San Diego CA (SPX) Oct 07, 2005
Researchers at the University of California, San Diego (UCSD) have been awarded $760,000 from the National Institute of Environmental Health Sciences (NIEHS) to build a Geographic Information System (GIS).

This system will link to the NIEHS Hurricane Katrina Information Website, providing workers in the field and researchers with up-to-date information regarding toxicant exposure and human health.

The supplemental grant was awarded by the NIEHS to the UCSD Superfund Basic Research Program (SBRP), directed by Robert Tukey, Ph.D., professor of pharmacology, chemistry and biochemistry in the UCSD School of Medicine. The SBRP was first funded with $15 million in 2000, and received a five-year, $17.2 million renewal of this grant from NIEHS in April of this year.

"We are proud to be one of the academic partners around the country working with NIEHS," said UCSD Chancellor Marye Anne Fox. "The situation in the Gulf has affected thousands of people, and we have a responsibility to apply our research capabilities towards helping to understand the long-term impact on human health of the recent devastation."

In the aftermath of Katrina, the need for a user-friendly web-based portal, including an on-line, interactive GIS system coupled with high-resolution visualization tools immediately became clear.

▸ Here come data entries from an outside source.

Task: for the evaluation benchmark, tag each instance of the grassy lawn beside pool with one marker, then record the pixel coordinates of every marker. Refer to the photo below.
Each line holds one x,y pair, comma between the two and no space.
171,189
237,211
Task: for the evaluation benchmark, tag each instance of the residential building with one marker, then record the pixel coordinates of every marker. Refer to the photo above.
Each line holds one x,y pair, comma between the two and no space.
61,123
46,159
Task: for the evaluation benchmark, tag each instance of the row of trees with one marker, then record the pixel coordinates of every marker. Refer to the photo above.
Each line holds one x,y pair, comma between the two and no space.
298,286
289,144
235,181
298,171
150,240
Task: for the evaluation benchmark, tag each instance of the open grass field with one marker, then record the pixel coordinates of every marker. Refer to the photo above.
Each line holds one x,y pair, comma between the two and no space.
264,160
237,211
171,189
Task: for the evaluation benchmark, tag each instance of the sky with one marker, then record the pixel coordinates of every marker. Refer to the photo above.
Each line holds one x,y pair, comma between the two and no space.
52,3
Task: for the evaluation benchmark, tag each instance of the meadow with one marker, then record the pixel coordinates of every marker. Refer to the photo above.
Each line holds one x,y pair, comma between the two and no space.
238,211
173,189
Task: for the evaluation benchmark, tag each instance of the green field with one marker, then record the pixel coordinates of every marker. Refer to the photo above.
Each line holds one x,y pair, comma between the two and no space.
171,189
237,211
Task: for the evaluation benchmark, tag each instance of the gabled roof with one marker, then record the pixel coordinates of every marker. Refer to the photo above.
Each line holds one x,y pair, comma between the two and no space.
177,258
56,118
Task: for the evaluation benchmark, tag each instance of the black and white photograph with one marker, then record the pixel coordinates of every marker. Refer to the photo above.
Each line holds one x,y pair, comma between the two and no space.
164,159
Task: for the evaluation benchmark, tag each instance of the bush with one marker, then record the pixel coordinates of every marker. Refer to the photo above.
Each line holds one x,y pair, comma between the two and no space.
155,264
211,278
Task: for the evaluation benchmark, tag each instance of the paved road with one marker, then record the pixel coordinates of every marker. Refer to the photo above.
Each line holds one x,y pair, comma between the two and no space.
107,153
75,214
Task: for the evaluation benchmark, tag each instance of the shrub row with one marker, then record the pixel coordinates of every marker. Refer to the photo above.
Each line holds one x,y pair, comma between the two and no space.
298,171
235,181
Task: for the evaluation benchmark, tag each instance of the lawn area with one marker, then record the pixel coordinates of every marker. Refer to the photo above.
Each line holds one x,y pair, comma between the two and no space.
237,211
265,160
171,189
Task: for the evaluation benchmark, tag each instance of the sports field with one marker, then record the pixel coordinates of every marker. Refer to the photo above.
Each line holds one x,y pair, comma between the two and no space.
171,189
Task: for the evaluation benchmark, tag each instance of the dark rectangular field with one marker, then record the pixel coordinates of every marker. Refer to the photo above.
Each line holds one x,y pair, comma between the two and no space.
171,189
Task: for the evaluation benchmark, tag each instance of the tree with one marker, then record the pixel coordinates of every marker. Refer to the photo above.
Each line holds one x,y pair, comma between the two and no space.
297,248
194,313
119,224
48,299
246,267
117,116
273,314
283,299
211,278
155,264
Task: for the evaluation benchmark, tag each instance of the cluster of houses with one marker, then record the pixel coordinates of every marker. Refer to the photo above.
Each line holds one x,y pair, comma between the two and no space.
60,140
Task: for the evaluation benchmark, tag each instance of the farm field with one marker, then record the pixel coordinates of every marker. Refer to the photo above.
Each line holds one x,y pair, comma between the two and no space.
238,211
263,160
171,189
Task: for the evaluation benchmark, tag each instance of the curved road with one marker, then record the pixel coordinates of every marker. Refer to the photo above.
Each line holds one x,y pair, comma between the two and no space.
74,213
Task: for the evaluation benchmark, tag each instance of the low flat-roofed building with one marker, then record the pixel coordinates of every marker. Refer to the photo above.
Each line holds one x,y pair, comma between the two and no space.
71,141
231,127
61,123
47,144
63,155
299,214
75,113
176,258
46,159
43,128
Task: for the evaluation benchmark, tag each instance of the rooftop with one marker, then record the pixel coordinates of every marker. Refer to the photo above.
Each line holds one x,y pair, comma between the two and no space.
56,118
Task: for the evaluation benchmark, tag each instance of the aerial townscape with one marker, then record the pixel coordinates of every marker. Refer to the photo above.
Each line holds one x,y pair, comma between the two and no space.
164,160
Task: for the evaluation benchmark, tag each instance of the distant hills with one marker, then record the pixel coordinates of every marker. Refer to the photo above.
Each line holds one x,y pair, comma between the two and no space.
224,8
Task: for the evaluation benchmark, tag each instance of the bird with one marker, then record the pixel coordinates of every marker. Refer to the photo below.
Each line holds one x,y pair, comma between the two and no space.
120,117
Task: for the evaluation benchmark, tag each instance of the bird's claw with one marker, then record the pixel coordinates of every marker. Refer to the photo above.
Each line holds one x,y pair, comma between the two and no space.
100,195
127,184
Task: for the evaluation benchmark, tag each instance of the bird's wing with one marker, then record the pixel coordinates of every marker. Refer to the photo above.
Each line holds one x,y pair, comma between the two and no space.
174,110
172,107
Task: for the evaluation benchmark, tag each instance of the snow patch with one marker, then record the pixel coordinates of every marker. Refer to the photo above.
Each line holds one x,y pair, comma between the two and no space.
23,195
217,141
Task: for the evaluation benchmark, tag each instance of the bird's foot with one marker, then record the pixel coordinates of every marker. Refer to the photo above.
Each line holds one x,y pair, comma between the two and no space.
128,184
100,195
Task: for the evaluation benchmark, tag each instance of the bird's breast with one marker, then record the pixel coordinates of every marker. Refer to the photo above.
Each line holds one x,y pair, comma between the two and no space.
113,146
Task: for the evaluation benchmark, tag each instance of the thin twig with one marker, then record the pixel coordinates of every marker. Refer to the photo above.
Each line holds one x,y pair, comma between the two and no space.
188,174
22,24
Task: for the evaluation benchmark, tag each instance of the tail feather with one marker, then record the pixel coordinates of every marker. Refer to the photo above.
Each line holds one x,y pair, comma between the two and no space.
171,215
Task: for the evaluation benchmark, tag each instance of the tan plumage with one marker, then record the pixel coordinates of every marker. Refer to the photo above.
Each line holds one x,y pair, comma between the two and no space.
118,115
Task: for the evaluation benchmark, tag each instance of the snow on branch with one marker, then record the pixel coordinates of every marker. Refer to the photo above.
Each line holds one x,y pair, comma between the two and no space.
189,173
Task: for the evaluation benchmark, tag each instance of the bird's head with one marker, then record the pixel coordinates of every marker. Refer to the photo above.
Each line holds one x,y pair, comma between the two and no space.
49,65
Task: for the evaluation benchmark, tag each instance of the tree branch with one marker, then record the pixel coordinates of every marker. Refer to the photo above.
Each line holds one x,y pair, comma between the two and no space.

"Within days of the hurricane hitting New Orleans and the Gulf Coast, we realized that a one-stop shop for data, knowledge and tools would be valuable to research scientists who needed data for analyzing immediate and long-term impacts of environmental stressors on human health," said Tukey.

Under direction from Dr. David Schwartz, Director of the NIEHS and Dr. William Suk, Director of the Superfund Basic Research Program at NIEHS, Tukey called together a team of GIS experts including Mark Ellisman, Ph.D., Professor of Neurosciences and Bioengineering and Director of the National Center for Microscopy and Imaging Research as well as the Superfund Imaging Core; Eric Frost, Ph.D., from UCSD's California Institute for Telecommunications and Information Technology and San Diego State University's Visualization Center, a world-class operation assembling large-scale images of the planet; and Marie Lynn Miranda, Ph.D., Director of the Children's Environmental Health Initiative, Nicholas School of the Environment and Earth Science at Duke University.

The team participated in several Katrina disaster conference calls organized by the NIEHS in which they elaborated on a vision to provide guidance and support in developing the agency's Web-based portal. Goals had been set by the NIEHS to assess human exposure to toxicants in the immediate aftermath of the storm; evaluate the potential for future exposure and determine how to best reduce or eliminate it; and establish programs to monitor human and environmental health impacts over time.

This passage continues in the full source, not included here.